В ст. «Пленный рыцарь» заложена идея мечты о свободе и борьбе как истинных началах любого осознанного поведения. Само название текста однозначно указывает на внутреннюю форму символа. Его герой не обычный человек, а существо, персонифицирующее идею рыцарства. Все чувства героя направлены к одному — стремлению к свободе для борьбы. Особенно важно необычное положение героя — он в темнице, это пленный рыцарь. И наиболее выразительный способ «заставить» рыцаря мечтать о свободе — это отлучить от нее. Показательно для поэтической мысли Л. утверждение: когда свобода составляет его реальное бытие, то она не может стать его мечтой. Когда же свобода отнята, то уже нет места ни для «грешных молитв», ни песен во славу любимой, а остается одно непреодолимое и страстное желание устремиться в стихию борьбы, битв и сражений.

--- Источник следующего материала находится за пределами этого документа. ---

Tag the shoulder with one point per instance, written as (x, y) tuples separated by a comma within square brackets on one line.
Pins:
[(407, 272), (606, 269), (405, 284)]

В ст. «На севере диком…» — идея мечты о родстве душ и осознание непреодолимой невозможности их единения в действительности. Пальма и сосна — существа «статичные», навсегда и безусловно «прикрепленные» к земле. Эти обстоятельства призваны не только объяснить их обреченность на муки одиночества, но и построить структуру символа. Более того, места, где растут сосна и пальма, подчеркнуто далеки и пространственно и «качественно» — суровый и холодный север и теплый и благословенный юг. Символической «способностью к мечтанию» наделена сосна, которая во сне «размышляет» о горестном одиночестве далекой пальмы, грустит о невозможности встретиться с «другим». Подобный тип символизации объектно-природной реальности открывает Л. возможность наделить человеческими чувствами тоски, печали и грусти всю земную жизнь, как природы, так и человека. Иррациональная установка на символизацию приводит поэта к усилению роли предметности, локальной окраски. Чувственный мир выступает опредмеченным, восстанавливается его субстанциальность, план изображения и план ознаменования гармонически уравновешиваются, рефлексия остается за читателем.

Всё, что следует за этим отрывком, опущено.